Whew! And that doesn't even cover the word's usage by TV writers or actors mimicking executive jargon, let alone its diffusion into related fields such as advertising, film production, or book publishing. Clearly "relatability" is some sort of litmus test for the execs: the success of a show like "Everybody Loves Raymond" is attributed to viewers' ability to "relate" to the protagonist. Conversely, if a show like "Arrested Development" is faring poorly in the ratings, then audiences aren't appreciating how relatable the characters really are. And the whole "reality TV" trend is predicated on the notion that real people are more relatable than actors playing roles and are therefore inherently more interesting to the average viewer.

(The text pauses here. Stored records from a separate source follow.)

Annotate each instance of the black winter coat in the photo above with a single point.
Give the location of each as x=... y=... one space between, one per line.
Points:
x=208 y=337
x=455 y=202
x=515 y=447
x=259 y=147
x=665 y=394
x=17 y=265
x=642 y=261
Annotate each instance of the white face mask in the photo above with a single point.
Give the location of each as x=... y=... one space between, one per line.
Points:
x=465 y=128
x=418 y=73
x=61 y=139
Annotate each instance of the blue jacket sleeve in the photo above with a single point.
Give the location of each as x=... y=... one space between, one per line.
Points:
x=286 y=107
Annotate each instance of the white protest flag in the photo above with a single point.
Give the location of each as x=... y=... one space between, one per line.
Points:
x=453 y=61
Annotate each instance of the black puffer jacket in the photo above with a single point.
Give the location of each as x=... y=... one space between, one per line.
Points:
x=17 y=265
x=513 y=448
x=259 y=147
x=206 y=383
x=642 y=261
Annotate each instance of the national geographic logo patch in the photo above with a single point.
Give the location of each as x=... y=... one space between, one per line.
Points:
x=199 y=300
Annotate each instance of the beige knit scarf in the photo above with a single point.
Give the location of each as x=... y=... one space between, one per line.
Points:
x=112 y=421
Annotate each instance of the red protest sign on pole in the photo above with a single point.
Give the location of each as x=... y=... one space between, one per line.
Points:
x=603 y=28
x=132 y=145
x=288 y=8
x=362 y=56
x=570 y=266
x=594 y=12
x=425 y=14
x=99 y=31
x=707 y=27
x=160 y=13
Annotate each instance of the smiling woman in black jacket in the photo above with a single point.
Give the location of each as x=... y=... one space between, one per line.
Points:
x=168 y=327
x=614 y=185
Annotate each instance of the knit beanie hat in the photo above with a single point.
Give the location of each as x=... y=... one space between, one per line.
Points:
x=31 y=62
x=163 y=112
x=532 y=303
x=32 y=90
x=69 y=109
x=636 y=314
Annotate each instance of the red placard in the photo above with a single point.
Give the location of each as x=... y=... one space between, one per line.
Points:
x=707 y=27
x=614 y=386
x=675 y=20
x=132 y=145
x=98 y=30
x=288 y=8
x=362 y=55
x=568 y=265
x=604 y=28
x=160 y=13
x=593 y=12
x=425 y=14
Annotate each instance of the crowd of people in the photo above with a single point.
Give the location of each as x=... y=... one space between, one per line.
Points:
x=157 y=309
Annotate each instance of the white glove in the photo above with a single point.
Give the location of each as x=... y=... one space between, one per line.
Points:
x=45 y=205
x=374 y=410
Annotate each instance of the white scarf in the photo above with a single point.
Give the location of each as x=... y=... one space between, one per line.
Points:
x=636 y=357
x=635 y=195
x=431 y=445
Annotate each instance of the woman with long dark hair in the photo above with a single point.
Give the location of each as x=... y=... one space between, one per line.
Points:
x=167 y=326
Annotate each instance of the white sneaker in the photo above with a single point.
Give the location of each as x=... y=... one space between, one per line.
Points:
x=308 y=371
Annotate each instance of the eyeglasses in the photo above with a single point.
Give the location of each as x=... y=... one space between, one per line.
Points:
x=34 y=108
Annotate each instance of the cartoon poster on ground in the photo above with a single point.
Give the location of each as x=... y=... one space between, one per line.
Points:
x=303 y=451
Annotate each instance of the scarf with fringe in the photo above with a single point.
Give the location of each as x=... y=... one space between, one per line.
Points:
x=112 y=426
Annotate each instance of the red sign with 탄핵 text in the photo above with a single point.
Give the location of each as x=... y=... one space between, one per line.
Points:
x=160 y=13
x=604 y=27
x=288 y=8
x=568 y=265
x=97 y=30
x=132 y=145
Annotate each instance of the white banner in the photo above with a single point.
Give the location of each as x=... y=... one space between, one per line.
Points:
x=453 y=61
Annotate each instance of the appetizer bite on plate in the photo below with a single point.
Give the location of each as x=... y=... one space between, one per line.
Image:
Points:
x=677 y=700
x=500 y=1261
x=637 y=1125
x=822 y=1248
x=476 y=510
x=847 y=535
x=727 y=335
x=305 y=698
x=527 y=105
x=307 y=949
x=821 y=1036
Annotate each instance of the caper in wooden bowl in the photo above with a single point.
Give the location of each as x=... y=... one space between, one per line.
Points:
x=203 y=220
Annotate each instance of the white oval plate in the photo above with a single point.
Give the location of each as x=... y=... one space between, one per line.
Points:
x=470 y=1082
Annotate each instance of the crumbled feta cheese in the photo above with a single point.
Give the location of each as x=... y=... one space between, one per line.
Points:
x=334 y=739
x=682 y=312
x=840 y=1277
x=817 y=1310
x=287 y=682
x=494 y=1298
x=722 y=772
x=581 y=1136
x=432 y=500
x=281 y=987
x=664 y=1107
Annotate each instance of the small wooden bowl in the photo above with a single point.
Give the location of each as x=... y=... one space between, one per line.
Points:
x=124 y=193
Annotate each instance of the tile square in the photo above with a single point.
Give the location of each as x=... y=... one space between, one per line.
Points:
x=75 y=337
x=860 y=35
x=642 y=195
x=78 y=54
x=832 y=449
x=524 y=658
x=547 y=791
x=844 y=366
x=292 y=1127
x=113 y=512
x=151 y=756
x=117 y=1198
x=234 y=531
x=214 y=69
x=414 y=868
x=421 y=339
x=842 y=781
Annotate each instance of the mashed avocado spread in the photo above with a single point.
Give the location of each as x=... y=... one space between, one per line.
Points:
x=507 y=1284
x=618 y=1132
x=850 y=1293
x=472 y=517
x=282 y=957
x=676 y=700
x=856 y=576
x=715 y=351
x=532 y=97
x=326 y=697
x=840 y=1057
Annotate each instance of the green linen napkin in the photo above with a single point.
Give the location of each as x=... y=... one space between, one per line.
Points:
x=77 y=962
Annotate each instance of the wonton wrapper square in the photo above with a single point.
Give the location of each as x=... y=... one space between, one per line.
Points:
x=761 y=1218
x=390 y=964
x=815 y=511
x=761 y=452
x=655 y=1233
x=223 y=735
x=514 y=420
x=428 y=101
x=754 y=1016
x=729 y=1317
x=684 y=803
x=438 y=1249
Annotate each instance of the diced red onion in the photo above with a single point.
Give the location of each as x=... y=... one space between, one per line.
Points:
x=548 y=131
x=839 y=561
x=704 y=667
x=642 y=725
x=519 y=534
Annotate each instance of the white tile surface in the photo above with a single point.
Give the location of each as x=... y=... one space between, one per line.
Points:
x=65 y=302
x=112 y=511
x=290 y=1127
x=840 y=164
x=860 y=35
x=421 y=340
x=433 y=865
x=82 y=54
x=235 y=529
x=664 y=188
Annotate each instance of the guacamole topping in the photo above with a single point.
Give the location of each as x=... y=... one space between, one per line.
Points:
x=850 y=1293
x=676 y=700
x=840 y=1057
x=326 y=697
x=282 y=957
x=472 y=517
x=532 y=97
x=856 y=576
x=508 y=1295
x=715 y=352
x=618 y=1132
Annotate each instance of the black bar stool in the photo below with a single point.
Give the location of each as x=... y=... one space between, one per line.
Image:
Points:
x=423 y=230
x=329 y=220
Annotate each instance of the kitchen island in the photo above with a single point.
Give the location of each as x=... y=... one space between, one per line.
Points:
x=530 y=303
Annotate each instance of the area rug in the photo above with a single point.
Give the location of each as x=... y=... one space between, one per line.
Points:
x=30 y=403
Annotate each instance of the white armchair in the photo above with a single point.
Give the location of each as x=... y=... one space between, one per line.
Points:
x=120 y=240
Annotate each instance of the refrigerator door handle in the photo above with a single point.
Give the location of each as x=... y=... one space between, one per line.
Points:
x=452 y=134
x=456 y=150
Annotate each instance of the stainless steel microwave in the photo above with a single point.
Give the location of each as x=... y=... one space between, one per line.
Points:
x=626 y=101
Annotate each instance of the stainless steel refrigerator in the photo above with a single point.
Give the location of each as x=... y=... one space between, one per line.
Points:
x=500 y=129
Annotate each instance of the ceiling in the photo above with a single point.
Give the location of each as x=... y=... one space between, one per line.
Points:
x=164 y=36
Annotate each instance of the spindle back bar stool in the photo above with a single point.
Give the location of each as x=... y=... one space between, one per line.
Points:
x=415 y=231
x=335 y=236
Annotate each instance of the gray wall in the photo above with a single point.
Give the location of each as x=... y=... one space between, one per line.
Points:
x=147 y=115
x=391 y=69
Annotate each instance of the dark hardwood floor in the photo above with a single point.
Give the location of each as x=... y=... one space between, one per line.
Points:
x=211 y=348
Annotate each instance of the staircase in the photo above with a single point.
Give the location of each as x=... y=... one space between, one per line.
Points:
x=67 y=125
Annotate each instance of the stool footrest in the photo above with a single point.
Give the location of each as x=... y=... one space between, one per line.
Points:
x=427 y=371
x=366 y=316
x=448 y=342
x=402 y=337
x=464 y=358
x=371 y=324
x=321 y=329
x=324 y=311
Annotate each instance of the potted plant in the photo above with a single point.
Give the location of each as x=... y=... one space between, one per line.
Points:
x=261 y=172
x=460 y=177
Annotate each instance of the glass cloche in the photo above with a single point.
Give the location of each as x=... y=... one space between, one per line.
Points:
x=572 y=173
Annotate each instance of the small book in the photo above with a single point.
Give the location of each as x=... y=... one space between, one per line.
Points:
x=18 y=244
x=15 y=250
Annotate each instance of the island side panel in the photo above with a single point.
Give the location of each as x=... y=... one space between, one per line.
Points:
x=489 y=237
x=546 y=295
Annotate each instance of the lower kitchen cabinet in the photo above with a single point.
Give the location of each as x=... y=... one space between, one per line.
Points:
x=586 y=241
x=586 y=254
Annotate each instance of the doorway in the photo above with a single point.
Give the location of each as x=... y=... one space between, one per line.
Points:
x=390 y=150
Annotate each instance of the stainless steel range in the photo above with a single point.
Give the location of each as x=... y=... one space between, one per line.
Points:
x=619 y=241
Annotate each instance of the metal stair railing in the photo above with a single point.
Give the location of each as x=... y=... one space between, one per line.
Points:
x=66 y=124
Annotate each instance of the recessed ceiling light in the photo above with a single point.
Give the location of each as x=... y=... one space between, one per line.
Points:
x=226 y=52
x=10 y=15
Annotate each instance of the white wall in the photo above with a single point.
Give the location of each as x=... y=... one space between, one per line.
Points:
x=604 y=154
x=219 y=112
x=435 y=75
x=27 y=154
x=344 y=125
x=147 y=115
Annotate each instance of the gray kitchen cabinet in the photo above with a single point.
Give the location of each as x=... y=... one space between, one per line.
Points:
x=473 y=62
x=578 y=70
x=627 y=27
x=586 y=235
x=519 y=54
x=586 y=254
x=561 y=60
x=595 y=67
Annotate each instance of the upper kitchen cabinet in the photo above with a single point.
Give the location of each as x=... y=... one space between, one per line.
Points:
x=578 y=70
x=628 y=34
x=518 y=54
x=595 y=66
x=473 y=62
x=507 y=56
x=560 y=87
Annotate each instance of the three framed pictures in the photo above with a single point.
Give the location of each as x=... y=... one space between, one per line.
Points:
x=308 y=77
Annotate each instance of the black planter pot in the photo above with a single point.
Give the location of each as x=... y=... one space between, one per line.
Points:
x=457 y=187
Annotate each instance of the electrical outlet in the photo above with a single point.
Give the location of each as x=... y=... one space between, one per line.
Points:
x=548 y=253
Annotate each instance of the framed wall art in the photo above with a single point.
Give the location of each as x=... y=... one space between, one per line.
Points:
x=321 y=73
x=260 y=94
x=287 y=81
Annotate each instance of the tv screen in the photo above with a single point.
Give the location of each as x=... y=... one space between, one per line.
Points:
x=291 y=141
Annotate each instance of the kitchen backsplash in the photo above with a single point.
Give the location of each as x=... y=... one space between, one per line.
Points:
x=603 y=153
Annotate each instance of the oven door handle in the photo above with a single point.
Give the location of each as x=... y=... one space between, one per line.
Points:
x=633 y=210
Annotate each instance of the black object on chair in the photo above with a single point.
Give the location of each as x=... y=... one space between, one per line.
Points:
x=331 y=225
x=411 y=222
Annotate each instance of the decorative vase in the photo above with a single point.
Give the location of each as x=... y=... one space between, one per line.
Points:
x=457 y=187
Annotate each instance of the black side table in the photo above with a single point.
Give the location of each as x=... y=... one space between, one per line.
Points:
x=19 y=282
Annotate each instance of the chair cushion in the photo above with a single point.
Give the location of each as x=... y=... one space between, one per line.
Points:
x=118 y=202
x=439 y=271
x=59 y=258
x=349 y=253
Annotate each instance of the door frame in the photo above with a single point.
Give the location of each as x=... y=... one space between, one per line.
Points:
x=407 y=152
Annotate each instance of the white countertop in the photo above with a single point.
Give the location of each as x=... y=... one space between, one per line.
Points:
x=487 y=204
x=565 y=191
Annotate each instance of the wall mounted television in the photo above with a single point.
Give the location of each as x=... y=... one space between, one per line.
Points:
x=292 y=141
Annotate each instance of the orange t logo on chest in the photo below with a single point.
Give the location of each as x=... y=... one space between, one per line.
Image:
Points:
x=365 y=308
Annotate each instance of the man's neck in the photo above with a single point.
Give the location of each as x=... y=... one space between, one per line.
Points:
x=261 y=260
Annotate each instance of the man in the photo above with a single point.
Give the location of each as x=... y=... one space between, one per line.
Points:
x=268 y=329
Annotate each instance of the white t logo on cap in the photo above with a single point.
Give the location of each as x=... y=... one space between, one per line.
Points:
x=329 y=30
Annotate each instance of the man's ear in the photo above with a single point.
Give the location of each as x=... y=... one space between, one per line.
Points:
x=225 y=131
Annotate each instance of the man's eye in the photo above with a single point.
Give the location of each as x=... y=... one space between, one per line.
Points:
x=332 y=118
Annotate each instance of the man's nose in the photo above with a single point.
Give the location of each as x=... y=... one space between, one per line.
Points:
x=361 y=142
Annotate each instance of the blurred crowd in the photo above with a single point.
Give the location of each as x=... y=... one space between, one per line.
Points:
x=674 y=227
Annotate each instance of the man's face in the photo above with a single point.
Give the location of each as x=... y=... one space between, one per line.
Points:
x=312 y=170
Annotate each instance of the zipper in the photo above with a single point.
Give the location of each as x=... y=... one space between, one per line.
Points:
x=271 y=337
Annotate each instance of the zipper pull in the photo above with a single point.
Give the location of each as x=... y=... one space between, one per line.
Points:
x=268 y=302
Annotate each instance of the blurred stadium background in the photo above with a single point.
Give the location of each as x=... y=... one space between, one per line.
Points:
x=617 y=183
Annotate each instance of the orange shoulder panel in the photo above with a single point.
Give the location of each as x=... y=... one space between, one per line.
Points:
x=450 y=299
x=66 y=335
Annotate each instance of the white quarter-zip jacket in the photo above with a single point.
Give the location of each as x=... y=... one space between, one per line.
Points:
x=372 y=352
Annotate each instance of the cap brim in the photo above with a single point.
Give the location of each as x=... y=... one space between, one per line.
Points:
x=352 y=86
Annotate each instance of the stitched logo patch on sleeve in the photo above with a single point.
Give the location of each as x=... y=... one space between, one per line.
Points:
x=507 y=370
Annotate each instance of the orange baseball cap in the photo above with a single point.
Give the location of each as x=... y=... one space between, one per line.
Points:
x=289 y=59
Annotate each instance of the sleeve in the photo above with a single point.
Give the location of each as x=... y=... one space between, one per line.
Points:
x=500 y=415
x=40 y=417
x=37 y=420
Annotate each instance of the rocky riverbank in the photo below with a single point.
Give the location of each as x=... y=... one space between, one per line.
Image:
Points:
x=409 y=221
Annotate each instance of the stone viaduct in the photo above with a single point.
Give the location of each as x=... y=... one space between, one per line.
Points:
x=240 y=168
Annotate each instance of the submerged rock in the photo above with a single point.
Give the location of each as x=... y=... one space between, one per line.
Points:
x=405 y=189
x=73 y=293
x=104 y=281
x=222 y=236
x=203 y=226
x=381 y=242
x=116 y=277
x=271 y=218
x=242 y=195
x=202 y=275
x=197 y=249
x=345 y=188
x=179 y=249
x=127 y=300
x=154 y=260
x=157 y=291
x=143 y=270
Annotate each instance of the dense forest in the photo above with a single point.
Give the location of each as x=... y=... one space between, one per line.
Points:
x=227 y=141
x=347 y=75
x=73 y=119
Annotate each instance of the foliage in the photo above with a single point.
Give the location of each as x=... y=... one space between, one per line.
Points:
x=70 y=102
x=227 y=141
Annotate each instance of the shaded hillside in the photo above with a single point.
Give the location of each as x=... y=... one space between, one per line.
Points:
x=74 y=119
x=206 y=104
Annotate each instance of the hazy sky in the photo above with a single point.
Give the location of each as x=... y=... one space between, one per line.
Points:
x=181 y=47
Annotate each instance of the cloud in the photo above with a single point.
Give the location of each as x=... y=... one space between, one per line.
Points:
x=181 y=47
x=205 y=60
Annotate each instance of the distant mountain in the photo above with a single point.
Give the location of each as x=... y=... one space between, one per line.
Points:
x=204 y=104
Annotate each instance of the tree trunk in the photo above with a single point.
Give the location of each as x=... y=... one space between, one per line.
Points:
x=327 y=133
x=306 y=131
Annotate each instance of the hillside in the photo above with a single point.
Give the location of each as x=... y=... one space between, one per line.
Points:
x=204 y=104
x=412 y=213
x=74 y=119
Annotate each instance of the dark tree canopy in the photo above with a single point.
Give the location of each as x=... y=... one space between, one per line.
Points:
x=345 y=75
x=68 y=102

("Relatability" seems to be a peculiarly American hangup. For instance, much of the best British television comedy has relied on fiercely unrelatable characters, a tradition running from "Fawlty Towers" to "Blackadder" to "I'm Alan Partridge" to the original version of "The Office.")

So to return to the linguifying claim made in the Times, it's a clear exaggeration that there isn't a single article about television "in which no executive uses the word 'relatable.'" Despite the fact that this is a patently false assertion, it at least has a grain of truth to it, unlike so many other linguifications. And it strikes me as a perfectly acceptable way to spice up a bland article about television network marketing — especially when vacationing editors aren't around to question its appropriateness.